Net loss for the Q1 2026 was $73.3 million compared to a net loss of $57.4 million for the same period in 2025. This includes non cash share based compensation expense of $8.4 million compared to $7.8 million for the same period in 2025. As of March 31, 2026, Kura had cash, cash equivalents and short term investments of $580.8 million compared to $667.2 million as of December 31, 2025. We are maintaining our previously communicated guidance for collaboration revenue. We expect this to be $45 million to $55 million in 2026 $90 to $110 million in 2027, and $90 to $110 million in 2028. This revenue reflects noncash based accounting recognition of performance obligations under our collaboration agreement with Kyowa Kirin. Current cash, cash equivalents and short term investments as of 03/31/2026 together with anticipated payments of $180 million under our collaboration agreement with Kyowa Kirin, are expected to fund our ziftomenib AML program through the first top line phase 3 results from COMMODORE-17 anticipated in 2020.

With that, I will turn the call back over to Troy.

Troy Edward Wilson: Thank you, Tom. As I said at the outset, the company is firing on all cylinders. Our first commercial launch is off to a strong start, Our phase 3 programs are ahead of plan, and we expect a strong cadence of data over the next 12 to 24 months that will further define leadership for ziftomenib in the menin inhibitor class. With that, we will conclude our prepared comments and we are happy to, Leila, to open the call up for questions.

Q&A Session

Operator: We will now move to our Q&A session. If you have joined via the webinar, please use the raise hand icon, which can be found at the bottom of your webinar application. When you are called on, please unmute your line and ask your question. We will now pause a moment to assemble the queue. And, again, we ask that you please limit yourself to 1 question. You are welcome to then reenter Our first question will come from Li Watsek with Cantor. You may now unmute and ask your question.

Analyst: Hey, team. This is Stan Bronder on for Lee Watsak. Thanks so much for taking our question, and congrats on the update and the commercial launch. Can you give us some color on how we should think about the duration of treatment with Comzifty early given that it sounds like we have patients on monotherapy as well as some that might be receiving a combination would greatly appreciate it. Thank you.

Troy Edward Wilson: Sure, Stan. Thanks for the question. Let me ask Brian if he can speak to that.

Brian T. Powl: Sure. Sure. Thanks, Stan, for the question. I think it is difficult at this point to really give too much detail on duration of treatment, because we have 1 full quarter. We have reiterated before that our expectation is to get around 6 months of treatment. What I can say is that we are very pleased, of course, with the number of new patient starts. We think that is really the measurement at this early in the launch to measure how well we are doing. And think the 85 new patient starts sets us up well. What we need to do is really track several quarters to get a better sense of that.

Operator: Your next question will come from Peter Green with LifeSci Capital.

Analyst (Peter Green): Hi. This is Peter on for Charles. Congrats on the results team.
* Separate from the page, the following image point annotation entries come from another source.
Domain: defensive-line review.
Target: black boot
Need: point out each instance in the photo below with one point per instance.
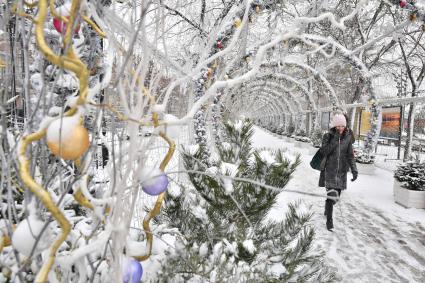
(328, 213)
(329, 224)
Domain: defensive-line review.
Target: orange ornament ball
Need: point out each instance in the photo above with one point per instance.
(67, 139)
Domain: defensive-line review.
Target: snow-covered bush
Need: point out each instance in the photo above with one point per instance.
(412, 175)
(223, 232)
(362, 157)
(291, 130)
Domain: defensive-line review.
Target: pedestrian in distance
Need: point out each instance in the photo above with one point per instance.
(337, 150)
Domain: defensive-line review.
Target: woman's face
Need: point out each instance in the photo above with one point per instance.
(340, 129)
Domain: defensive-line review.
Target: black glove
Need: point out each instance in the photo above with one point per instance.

You mentioned a few times the frontline opportunity and also strong enrollment in COMMODORE-17. And in light of sorry, EHA abstracts today, I have a question. You know, I am noticing from last year that complete response rates across both NPM1 mutant and KMT2A rearrange AML, and that is in the frontline. For ziftomenib in combination with 7+3. I am noticing those CR rates are increasing. I am also noticing that CR MRD negativity is, you know, in NPM1 occurring potentially out to 43 weeks in some patients. So I guess with all of that said, what have you learned from COMET-007 about ziftomenib’s profile in the frontline, especially over longer term use. Is there some response deepening happening, or is this just kind of an artifact of including or of including less adverse risk patients? Thanks.

Mollie Leoni: So I think we have learned foremost that we are using it correctly. And that doing it with this staggered start and a start that enables patients to continue to remain on without having to interrupt or lower dose or discontinue for adverse events is a really powerful way to keep these patients both in a response have that response deepen over time, and have these patients be able to continue on into some form of continuation treatment, whether that be post transplant or post consolidation. We continue to gather more data and we continue to be extremely encouraged that the way we have designed 007, the data we continue to gather from COMET-007 helps us to really reinforce that we have correctly designed COMET-007 and COMMODORE-17 so that we can expect great outcomes for these patients in the frontline as well.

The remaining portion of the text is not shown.